La gara conclusiva della stagione farà da sfondo al congedo dell’ultimo fuoriclasse italiano che tutto il mondo ci ha invidiato dopo Pantani
È un saluto affettuoso. Un passo d’addio con quel pizzico di malinconia che rimane in gola. Giusto e doveroso visto che da 18 stagioni Vincenzo Nibali, 38 anni il 14 novembre, ci fa compagnia con i suoi successi (tanti) e qualche delusione (poche) che fanno comunque parte del mestiere.

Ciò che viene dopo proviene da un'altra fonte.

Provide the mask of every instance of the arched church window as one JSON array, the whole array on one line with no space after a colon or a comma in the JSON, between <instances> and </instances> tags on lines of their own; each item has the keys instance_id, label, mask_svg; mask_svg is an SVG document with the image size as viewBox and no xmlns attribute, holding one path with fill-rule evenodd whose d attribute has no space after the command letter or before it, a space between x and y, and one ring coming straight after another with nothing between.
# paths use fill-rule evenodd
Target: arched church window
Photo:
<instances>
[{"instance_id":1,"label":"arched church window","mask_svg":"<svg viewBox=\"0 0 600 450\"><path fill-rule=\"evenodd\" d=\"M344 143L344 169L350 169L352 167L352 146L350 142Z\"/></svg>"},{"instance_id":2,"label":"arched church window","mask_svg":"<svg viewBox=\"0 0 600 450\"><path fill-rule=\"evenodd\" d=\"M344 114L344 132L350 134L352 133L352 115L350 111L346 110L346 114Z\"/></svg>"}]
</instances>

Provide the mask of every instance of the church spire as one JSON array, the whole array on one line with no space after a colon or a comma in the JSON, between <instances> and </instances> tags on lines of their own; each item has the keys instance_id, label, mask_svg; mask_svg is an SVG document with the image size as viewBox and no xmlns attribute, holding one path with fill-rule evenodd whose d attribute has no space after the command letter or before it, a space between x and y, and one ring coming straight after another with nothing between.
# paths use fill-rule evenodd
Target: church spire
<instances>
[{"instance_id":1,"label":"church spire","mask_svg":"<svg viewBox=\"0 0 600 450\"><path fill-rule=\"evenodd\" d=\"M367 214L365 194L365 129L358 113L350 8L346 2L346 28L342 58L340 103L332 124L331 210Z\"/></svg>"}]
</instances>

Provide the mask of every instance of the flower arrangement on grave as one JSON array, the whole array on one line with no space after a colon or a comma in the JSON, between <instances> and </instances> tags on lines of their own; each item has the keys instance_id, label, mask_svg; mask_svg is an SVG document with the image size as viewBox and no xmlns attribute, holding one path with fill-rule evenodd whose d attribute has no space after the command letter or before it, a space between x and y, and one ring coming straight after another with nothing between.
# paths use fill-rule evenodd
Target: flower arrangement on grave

Di solito il Giro di Lombardia chiude la stagione ciclistica. Con quel senso di smobilitazione e di arrivederci al prossimo anno che accompagna una gloriosa classica nata nel 1905 e quasi sempre firmata dai grandi campioni. La prima volta la battezzò Giovanni Gerbi, detto il Diavolo Rosso, come ricorda Paolo Conte nella sua celebre canzone. L’ultima invece l’ha nobilitata un altro diavolo del ciclismo contemporaneo, questo Tadej Pogacar che corre e vince da febbraio a ottobre come i migliori campioni di una volta.
Questa volta però il Lombardia, alla sua 116esima edizione, vuole davvero esagerare. Non gli basta far da cornice all’ultima grande sfida stagionale dei big. No, farà anche da sfondo al congedo di Vincenzo Nibali, l’ultimo fuoriclasse italiano che tutto il mondo ci ha invidiato dopo Pantani. L’ultimo campione che ci ha fatto battere il cuore in quasi vent’anni di carriera vincendo tutti i grandi Giri: due volte il Giro d’Italia (2013 e 2016), una il Tour de France (2014) e una Vuelta Espana (2010). Se poi ci mettiamo anche due Giri di Lombardia (2015 e 2017) e una Milano-Sanremo nel 2018, capirete perchè ci viene un pizzico di malinconia all’idea che questo campione, schivo ma concreto come pochi, firmi per l’ultima volta il registro di una corsa.